We have all encountered films that are less intelligent than they think they are. My favourite example of this syndrome would probably be Contact, the deeply serious Jodie Foster vehicle, directed by Robert Zemeckis, and adapted from the Carl Sagan novel. The film keeps the novel’s primary weakness (the ending, which, smacks of a writer who hasn’t worked out a full outline before starting) and introduces some unintentionally funny visual elements (the alien-inspired technology looks suspiciously like it was designed by Wile E. Coyote, and the first time out works like was designed by him, too). But the film’s biggest sin was not that it has some very silly aspects, but that it is completely unaware of same, and really seems to believe that it is Important Art. Similarly, M. Night Shyamalan has become the undisputed King of Movies Less Intelligent Than They Think They Are.
But what of the converse? Are there films that are more intelligent than they think they are? Or at least, less stupid? Let me put forward the modest proposal that there are. Exhibit A is Massimo Pupillo’s The Bloody Pit of Horror (1965, out on DVD from a variety of sources). This mid-period Italian Gothic tells the charming story of a busload of cover models who descend on a castle that happens to be the home of the obsessed Mickey Hargitay (best known as the husband of Jayne Mansfield, and these days, as the father of Mariska Hargitay). As the models pose to be photographed in and around various torture devices, their host flips out, becomes convinced he is the reincarnation of one Crimson Executioner, and starts using the devices for real on the unfortunate women.

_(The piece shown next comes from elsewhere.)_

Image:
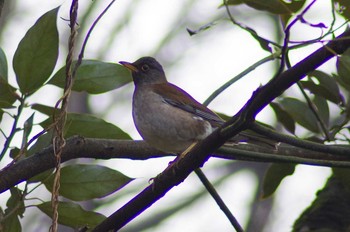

So far, so stupid. And the always invaluable Aurum Film Encyclopedia: Horror agrees: “Judging by the character Hargitay plays and the prominence accorded to his well-oiled, hairless torso, the viewer is invited to derive pleasure from contemplating the male body but the trouble such homo-erotic pleasures provoke for the supposedly macho viewer is diverted towards sadistic aggression against women who thus come to function as detour and safety valve within a circuit of homosexual narcissism established between the male viewer and Mr. Universe. Desire, with all its connotations of femininity, is here only evoked to be ostentatiously eliminated as woman after woman is killed, culminating with impeccable fantasy logic in the emergence of a safely conventional couple at the end of the movie. The effects are crude, the direction primitive and the whole of interest only as a case study to illustrate a theory of cinema-as-fantasy in psychoanalytic terms.”
Without really disagreeing with this assessment, I do want to suggest a couple of further points, however. The “detour and safety valve” argument would be a bit more convincing if it weren’t for the fact that the emphasis place on Hargitay’s body is more than simply visual. It is, in fact, part and parcel of the story. As he goes insane, Hargitay goes on and on about “my beautiful body,” and quite explicitly sees the women as contaminating him through desire. Thus, the argument above is actually being made by the film itself. So yes, the movie is clumsy. Yes, it is rather primitive. And yes, it would be fair to say that the film indulges in the very misogyny it finds in its antagonist.
And yet. Everything about the climax articulates the very argument the above critic seems to have seen as accidental. So, a case of more intelligence than meets the eye? Check it out for yourself.